Rice Price Hike Looms in Zimbabwe as Millers Challenge New Tax

Grain Millers Appeal to Reverse 15% VAT, Warning of Costly Consequences for Consumers and Local Jobs

by Oluwatosin Alabi

In a significant development that could impact the price and accessibility of rice in Zimbabwe, grain millers have issued a stark warning following the introduction of a 15% Value Added Tax (VAT) on rice by Finance Minister Mthuli Ncube. Announced through Statutory Instrument 15 of 2024 on February 9, 2024, this tax imposition has stirred concerns among stakeholders within the country’s food supply chain, particularly the Grain Millers Association of Zimbabwe (GMAZ).

Tafadzwa Musarara, the President of GMAZ, has raised alarms over the potential repercussions of this new tax policy. According to Musarara, the additional VAT could drive the retail price of a 2kg bag of rice from its current rate of US$2 to as high as US$3. This price adjustment not only threatens to burden consumers but also risks undermining government efforts to bolster revenue through taxation.

One of the key issues highlighted by Musarara is the competitive disadvantage that locally processed rice will face against imported variants, particularly those coming from South Africa where rice is exempt from VAT. The fear is that the Zimbabwean market will soon be inundated with cheaper, untaxed rice imports, thereby jeopardizing the livelihoods of approximately 2,800 local workers employed in the rice sector. Furthermore, the potential dominance of imported rice could render massive local rice processing infrastructure redundant, ultimately failing to generate the anticipated revenue for the government. This scenario could lead to lower VAT collections and a decrease in employment-related tax revenues due to job losses, further straining the country’s fiscal health.

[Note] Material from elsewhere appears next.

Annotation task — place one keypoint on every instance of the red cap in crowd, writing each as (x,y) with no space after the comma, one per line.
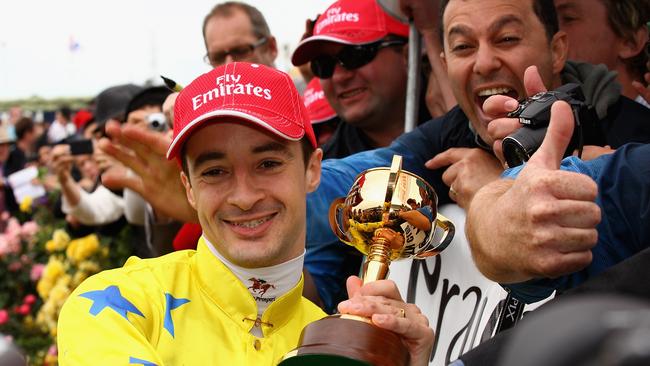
(352,22)
(249,92)
(318,107)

Rice holds a significant place in Zimbabwe’s dietary preferences, being the second most preferred staple food after maize. Monthly consumption stands at 15,000 metric tonnes, with projections indicating a potential increase to 22,500 metric tonnes by 2028. The GMAZ emphasizes the nutritional benefits of rice, noting its low fat content, absence of cholesterol, high fibre content, and lower glycaemic index compared to maize-meal. These attributes make rice a critical component in the national diet, especially in the context of combating non-communicable diseases such as diabetes. Additionally, rice’s gluten-free nature makes it an essential food choice for individuals with gastrointestinal health issues.

The imposition of VAT on rice comes at a time when Zimbabwe is navigating complex economic challenges. With food security and nutrition being paramount, the government’s tax policy on essential food items such as rice is a matter of considerable debate. The GMAZ’s appeal to Minister Mthuli Ncube to reconsider the 15% VAT reflects broader concerns over food affordability and the economic well-being of the populace.

As Zimbabwe continues to strive for economic stability and growth, the decisions made regarding taxation on essential commodities like rice will have far-reaching consequences. Balancing fiscal needs with the imperative to ensure affordable access to nutritious food remains a critical challenge for policymakers. The dialogue initiated by the GMAZ with the government underscores the need for collaborative solutions that safeguard the interests of consumers, local industries, and the national economy.

This situation also highlights the interconnectedness of regional economies, where tax policies in one country can have ripple effects on trade dynamics and competitiveness across borders. The potential influx of untaxed rice from South Africa into Zimbabwe exemplifies the complexities of managing domestic industries while remaining attuned to global market forces.

In summary, the grain millers’ request for a reversal of the newly introduced VAT on rice by Finance Minister Mthuli Ncube is a pivotal moment that encapsulates the broader challenges of economic policy, food security, and nutritional health in Zimbabwe. As stakeholders await a response from the government, the outcome of this policy debate will undoubtedly have implications for the country’s efforts to navigate its economic recovery and ensure the well-being of its citizens.